Role of pre- and postsynaptic mu opioid receptors in antinociception and tolerance

突触前和突触后μ阿片受体在镇痛和耐受中的作用

• 批准号: 9107437
• 负责人: Susan L Ingram
• 金额: $ 19.06万
• 依托单位: OREGON HEALTH & SCIENCE UNIVERSITY
• 依托单位国家: 美国
• 财政年份: 2015
• 资助国家: 美国
• 起止时间: 2015-08-01 至 2018-07-31
• 项目状态: 已结题
• 来源: https://reporter.nih.gov/project-details/9107437
• 关键词: Adverse effects; Affect; Analgesics; Animals; Area; Attenuated; Behavioral; Brain; Cells; Chronic; Coupling; Data; Dendrites; Dependence; Development; Electrophysiology (science); Exploratory/Developmental Grant; Genetic; Goals; Health; Hyperalgesia; Immunohistochemistry; Laboratories; Lead; Legal; MAPK3 gene; Mechanics; Mediating; Microinjections; Molecular; Morphine; Neurons; Nociception; Opioid; Opioid Analgesics; Opioid Receptor; Output; Pain; Pain management; Pathway interactions; Pharmaceutical Preparations; Presynaptic Terminals; Rattus; Receptor Activation; Receptor Inhibition; Receptor Signaling; Regulation; Role; Signal Transduction; Site; Slice; Small Interfering RNA; Spinal Cord; Spinal cord posterior horn; Synaptic plasticity; System; Techniques; Testing; Therapeutic; Time; Work; adenylyl cyclase 2; desensitization; design; effective therapy; endogenous opioids; gamma-Aminobutyric Acid; high reward; high risk; in vivo; knock-down; midbrain central gray substance; mu opioid receptors; neuronal cell body; novel; opiate tolerance; postsynaptic; prescription opioid abuse; presynaptic; receptor; receptor coupling; receptor expression; receptor function; research study; small hairpin RNA

 DESCRIPTION (provided by applicant): Morphine and other opioids are extremely effective therapeutic drugs for treating pain, but their antinociceptive effects are limited by detrimental side effects with continued administration, including opioid-induced hyperalgesia, tolerance and dependence.
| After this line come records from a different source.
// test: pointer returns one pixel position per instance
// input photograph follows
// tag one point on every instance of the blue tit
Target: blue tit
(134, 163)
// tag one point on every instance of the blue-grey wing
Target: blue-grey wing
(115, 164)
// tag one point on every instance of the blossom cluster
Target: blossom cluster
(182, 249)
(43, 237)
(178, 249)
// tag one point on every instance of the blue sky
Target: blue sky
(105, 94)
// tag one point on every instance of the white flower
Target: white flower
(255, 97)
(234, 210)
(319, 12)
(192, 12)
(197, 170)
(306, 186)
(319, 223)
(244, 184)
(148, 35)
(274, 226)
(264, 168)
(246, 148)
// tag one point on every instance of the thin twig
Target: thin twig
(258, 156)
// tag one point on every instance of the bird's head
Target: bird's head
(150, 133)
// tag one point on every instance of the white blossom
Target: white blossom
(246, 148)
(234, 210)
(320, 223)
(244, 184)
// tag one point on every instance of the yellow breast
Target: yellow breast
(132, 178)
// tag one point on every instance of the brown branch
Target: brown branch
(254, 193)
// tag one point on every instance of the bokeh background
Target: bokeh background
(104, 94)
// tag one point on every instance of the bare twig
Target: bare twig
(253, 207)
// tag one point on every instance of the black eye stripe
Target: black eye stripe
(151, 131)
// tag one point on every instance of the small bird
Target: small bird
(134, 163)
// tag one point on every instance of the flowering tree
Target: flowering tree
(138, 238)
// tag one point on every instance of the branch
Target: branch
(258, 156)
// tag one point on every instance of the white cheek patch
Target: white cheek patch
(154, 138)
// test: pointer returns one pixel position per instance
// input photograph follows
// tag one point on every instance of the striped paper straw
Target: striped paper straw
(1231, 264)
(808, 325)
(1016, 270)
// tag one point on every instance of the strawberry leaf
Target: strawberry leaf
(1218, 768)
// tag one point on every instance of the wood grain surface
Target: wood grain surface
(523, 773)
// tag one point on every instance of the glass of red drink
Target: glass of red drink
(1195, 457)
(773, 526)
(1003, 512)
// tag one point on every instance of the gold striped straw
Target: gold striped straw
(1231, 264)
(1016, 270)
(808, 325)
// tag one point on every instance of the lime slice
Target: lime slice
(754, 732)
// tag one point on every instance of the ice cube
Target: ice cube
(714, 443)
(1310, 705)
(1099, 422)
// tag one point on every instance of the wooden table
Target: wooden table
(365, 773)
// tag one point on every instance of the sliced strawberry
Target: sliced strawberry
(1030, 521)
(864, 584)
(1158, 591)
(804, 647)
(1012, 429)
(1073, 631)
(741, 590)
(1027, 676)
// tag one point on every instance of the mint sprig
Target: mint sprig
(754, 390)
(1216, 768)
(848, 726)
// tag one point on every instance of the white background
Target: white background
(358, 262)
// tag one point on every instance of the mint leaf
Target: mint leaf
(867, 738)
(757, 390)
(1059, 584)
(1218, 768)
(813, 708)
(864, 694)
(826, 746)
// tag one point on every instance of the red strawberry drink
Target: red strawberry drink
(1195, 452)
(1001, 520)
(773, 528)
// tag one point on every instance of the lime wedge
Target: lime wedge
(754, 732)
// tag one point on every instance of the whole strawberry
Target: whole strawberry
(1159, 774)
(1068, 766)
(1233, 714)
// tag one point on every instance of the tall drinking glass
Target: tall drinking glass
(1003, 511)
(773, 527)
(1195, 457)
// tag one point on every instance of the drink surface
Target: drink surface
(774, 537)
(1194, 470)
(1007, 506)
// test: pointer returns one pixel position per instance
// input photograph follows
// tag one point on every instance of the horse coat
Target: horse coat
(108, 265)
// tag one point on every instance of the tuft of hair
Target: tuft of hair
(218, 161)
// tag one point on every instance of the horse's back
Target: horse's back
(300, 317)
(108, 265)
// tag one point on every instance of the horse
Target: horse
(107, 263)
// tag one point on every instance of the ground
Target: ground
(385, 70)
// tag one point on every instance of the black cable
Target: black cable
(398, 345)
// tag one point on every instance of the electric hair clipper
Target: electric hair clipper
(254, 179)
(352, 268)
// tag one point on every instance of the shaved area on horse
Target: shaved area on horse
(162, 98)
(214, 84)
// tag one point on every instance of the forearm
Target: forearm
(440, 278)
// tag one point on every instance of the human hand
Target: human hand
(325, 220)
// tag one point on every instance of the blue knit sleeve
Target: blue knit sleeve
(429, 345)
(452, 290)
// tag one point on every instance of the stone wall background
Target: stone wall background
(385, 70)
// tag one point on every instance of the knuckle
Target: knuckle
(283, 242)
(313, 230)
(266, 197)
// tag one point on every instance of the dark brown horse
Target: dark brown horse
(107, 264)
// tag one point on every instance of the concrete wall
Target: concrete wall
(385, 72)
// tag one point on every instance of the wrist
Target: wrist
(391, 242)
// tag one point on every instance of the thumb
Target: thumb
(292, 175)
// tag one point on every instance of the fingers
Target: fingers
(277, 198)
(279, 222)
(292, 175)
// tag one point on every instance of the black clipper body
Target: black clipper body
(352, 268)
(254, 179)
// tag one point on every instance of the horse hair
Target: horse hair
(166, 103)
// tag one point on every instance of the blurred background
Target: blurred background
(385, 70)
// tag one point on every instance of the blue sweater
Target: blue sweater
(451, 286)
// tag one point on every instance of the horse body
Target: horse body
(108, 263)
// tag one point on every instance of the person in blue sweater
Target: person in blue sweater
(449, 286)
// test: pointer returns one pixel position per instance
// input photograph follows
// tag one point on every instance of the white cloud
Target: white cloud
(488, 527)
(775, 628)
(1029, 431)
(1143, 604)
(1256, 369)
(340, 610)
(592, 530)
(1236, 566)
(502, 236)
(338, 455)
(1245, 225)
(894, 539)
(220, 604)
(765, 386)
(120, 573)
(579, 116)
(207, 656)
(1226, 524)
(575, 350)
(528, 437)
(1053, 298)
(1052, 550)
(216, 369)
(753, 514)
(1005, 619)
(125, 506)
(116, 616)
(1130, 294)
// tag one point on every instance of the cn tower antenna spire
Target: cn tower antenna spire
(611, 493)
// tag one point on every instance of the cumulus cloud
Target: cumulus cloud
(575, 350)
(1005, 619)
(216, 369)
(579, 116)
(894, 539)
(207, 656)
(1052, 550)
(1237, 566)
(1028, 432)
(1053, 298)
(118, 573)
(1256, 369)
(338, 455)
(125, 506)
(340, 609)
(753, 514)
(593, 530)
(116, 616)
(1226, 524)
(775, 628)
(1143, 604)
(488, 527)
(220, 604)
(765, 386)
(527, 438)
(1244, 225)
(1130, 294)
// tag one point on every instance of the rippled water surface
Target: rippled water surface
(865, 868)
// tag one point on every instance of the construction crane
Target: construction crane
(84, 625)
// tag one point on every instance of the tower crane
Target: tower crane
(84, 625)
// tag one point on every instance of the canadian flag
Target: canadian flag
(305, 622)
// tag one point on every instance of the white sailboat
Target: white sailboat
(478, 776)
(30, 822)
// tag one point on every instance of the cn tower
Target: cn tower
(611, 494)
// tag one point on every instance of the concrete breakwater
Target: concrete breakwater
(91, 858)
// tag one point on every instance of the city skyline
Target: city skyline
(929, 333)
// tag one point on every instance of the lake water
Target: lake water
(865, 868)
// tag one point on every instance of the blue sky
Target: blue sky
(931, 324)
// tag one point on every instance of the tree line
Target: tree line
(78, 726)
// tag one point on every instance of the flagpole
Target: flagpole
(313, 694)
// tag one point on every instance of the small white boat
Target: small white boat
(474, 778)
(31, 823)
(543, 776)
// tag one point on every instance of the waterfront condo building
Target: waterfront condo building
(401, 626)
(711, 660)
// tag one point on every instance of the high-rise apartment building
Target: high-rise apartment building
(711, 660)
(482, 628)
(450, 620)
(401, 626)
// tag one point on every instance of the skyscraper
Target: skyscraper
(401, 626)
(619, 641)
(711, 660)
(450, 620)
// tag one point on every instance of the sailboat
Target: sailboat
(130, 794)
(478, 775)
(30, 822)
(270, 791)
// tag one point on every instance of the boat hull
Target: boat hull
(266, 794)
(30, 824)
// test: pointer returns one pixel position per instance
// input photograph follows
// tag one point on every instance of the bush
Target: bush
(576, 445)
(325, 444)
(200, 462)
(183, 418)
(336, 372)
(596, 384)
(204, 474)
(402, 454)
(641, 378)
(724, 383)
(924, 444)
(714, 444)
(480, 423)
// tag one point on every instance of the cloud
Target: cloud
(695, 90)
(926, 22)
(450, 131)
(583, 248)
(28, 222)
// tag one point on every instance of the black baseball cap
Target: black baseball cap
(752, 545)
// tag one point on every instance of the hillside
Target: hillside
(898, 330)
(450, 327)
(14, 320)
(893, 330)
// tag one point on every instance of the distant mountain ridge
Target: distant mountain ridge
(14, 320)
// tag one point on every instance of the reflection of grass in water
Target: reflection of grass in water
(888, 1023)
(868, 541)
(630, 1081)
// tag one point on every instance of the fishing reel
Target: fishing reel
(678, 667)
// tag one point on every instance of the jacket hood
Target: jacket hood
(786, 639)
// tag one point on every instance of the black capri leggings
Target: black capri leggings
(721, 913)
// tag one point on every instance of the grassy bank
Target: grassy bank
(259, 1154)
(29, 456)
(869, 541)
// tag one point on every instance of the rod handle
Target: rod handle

Currently, over $8.6 billion a year are spent in the U.S. for health, work, and legal issues associated with the use and abuse of prescription opioids. The mechanisms underlying these side effects and opioid-induced synaptic plasticity have been difficult to elucidate, primarily because we have a rudimentary understanding of how endogenous pain control systems are activated and regulated by the brain. It is known that presynaptic mu opioid receptors (MOPrs) on GABAergic terminals in the periaqueductal gray area (PAG) activate the descending antinociceptive pathway to the spinal cord. However, MOPrs are also abundantly expressed in the soma and dendrites of PAG neurons and the role of these postsynaptic receptors is not known. We hypothesize that the postsynaptic MOPrs are responsible for the adaptations in opioid tolerance. The proposed studies will test this hypothesis with selective knock-down of the postsynaptic MOPrs using in vivo administration of siRNA constructs. Specific Aim #1 will test whether knock-down of the postsynaptic MOPrs attenuates morphine-induced antinociception. Specific Aim #2 will determine if antinociception can be rescued to normal levels in morphine tolerant rats that have received the siRNA pretreatment. We expect that these studies will confirm that postsynaptic MOPrs regulate the gain of the descending pain modulatory circuit and are appropriate targets for analgesic therapies that do not induce detrimental side-effects such as hyperalgesia, tolerance and dependence with long-term administration. The studies will also lay the groundwork for an R01 application focused on understanding the molecular mechanisms of postsynaptic MOPr regulation of the endogenous descending pain modulatory circuit.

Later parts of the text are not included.